Europa ist krank. Die Staatengemeinschaft, in der in feierlichen Momenten gerne Beethovens „Ode an die Freude“ erklingt („Alle Menschen werden Brüder“ (m/w/d)), ist aktuell ein Schatten ihrer selbst. Die Brände in Moria, die verheerenden Zustände auf den griechischen Inseln, das andauernde schreckliche Geschacher um die Evakuierung der Lager und die Verteilung verzweifelter Menschen sind Symptome dieser Krankheit.
Europadämmerung
Der bulgarische Politologe Ivan Krastev diagnostiziert diese Krankheit in seinem lesenswerten Essay „Europadämmerung“ als Selbstwiderspruch. Er fragt: Wie gehen wir mit der Tatsache um, dass viele Europäer*innen autokratische Politiker wählen, die die vermeintlichen Vorrechte der Wohlhabenden gegen die Flüchtlinge verteidigen? Gegen Flüchtlinge wohlgemerkt, die voller Hoffnung auf die universellen Menschenrechte, dem eigentlichen Fundament der europäischen Idee, an den europäischen Außengrenzen ankommen?

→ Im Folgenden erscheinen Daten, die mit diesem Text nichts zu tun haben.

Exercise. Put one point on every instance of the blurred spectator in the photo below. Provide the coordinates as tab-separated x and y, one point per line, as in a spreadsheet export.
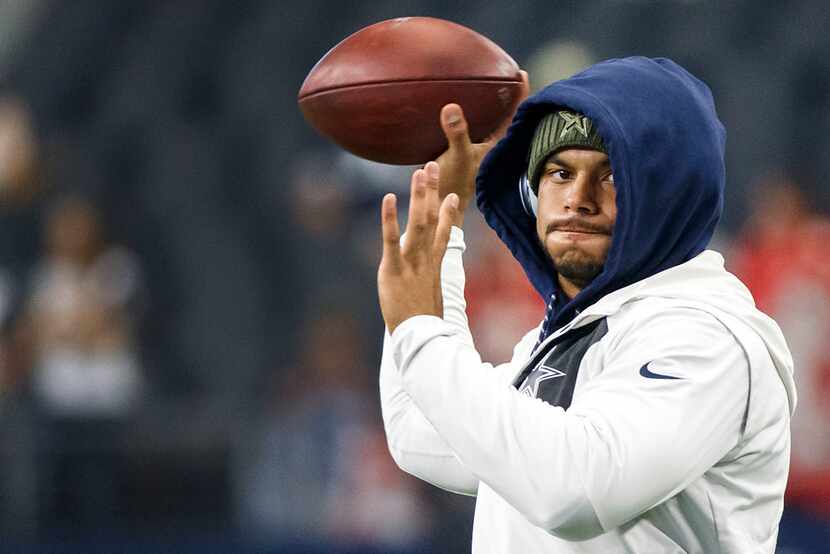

Wie gehen wir mit diesem Selbstwiderspruch um? Kommissionspräsidentin Ursula von der Leyen hat in ihrer Rede zur Lage der Union am vergangenen Mittwoch, klare Prioritäten gesetzt:
Zuerst kommt die Wohlstandssicherung über Green Deal, Digitalisierung und soziale Innovation. Dann, nach etwa einer Stunde Redezeit, kamen erst die so aktuellen Themen Asyl und Migration, Rechtsstaatlichkeit und Menschenrechte an die Reihe.
Wohlstand geht vor
Das ist eine problematische Gewichtung – denn die universellen Werte, auf denen die europäische Idee ruht, bilden nicht zuletzt auch die Basis einer nachhaltigen Ökonomie für unseren Planeten. Es gibt kein zielführendes, verantwortungsbewusstes politisches Handeln ohne diesen universellen Horizont.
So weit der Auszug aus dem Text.